Most importantly, the decline in COVID-19 cases didn’t appear as planned. As infectious-disease specialist Paul Pottinger said in late June, “What I’m really worried about is, campus by campus, across the country, students coming back on the campus and spreading [the virus] like wildfire in their living situations . . . unless we get past that, unless we can break that cycle, then it’s hard to imagine campuses even opening up for the fall—for any purpose, much less for athletics.”
But there was also the realization that medical professionals have long warned that college football players—and the students and coaches who help run the programs—would be at a much higher risk for getting the virus than other major sport because of the large numbers and the close physical contact between them—in huddles, in locker rooms, and—most importantly—at the line of scrimmage where players with a high Body Mass Index (BMI) (e.g. 300-pound linemen) will, as one expert put it, be “the ones who are in the trenches getting pelted with respiratory secretions.”
And the high BMI matters for COVID. Individuals judged to be overweight by BMI “do tend to have more of a tendency to develop severe infection than someone who is not obese, and that applies whether you’re an athlete or not an athlete,” says Amesh Adalja, a senior scholar at Johns Hopkins and an expert in infectious disease who is part of the NCAA’s coronavirus advisory panel
All of which is complicated by the infection probabilities from full-contact practices, the need to quarantine the players and staff throughout the season, and the necessary travel needed to play the schedule.
Dominoes started falling when the Ivy League cancelled their entire fall sports competition in early July. About a week ago, NCAA Division II and Division III schools—about 750 universities total—announced they were putting off all sports until spring. The University of Connecticut, a major Division I independent school, said it was canceling its season.
This past weekend the 12-school Mid-American Conference postponed all fall sports. And then the Big-10 announced it was not allowing full-pads contact football practices until further notice. And if/when the Big-10 announces that it will cancel the fall season, the other Power Five conferences will almost certainly follow.

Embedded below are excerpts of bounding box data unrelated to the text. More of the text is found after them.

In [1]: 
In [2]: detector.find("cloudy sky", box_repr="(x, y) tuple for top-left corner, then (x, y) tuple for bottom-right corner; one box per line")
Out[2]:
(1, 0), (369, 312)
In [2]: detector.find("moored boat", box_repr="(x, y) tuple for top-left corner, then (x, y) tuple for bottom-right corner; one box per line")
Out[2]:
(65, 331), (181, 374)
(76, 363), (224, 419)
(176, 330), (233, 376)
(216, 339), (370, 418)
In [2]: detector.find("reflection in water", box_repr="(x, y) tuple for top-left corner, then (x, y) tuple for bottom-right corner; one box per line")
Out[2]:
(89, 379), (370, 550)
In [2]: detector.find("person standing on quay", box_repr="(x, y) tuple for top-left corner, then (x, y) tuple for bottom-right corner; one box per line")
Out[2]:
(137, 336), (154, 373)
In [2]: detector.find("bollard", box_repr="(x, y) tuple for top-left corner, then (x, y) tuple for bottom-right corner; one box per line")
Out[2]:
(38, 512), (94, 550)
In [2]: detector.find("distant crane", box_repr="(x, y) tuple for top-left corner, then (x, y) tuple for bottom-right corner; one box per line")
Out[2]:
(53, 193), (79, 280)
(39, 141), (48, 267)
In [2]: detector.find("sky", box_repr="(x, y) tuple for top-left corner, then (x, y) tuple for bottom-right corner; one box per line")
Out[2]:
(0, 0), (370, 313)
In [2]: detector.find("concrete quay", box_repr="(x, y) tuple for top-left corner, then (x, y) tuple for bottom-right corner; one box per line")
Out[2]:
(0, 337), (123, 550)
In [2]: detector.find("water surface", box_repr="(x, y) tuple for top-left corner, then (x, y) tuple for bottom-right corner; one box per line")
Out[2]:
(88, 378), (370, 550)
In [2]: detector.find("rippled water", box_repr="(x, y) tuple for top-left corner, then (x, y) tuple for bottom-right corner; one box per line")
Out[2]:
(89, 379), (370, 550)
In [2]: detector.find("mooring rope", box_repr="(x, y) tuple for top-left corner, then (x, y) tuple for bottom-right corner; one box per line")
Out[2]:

There may be political ramifications. The states with huge football programs that sellout 100,000-seat stadiums are predominantly in swing states. And a lack of fall football will be one more sign that America has not returned to normal.
The Power Five conferences—the Atlantic Coast Conference, Big Ten Conference, Big 12 Conference, Pac-12 Conference, and Southeastern Conference—have 65 teams. Now look at the states which are in play at the presidential level: Texas and North Carolina are each home to four Power Five schools, Michigan, Iowa, Arizona, and Georgia each have two Power Five schools apiece.
That’s 131 Electoral College votes.
President Trump has long advocated that all sports—college and pro—be up and running in the fall. If college football is canceled this week, who will he blame? He won’t be able to hang it on Joe Biden, who has been largely silent on the subject. Perhaps he could try blaming the schools themselves. Or the coaches. Or perhaps the players. (This last seems like the approach which would be best received by Trump’s base.)
But will voters actually buy it? Donald Trump’s entire pitch to America is that he handled the pandemic well and that the American comeback is well underway.
A nation full of empty stadiums would suggest otherwise.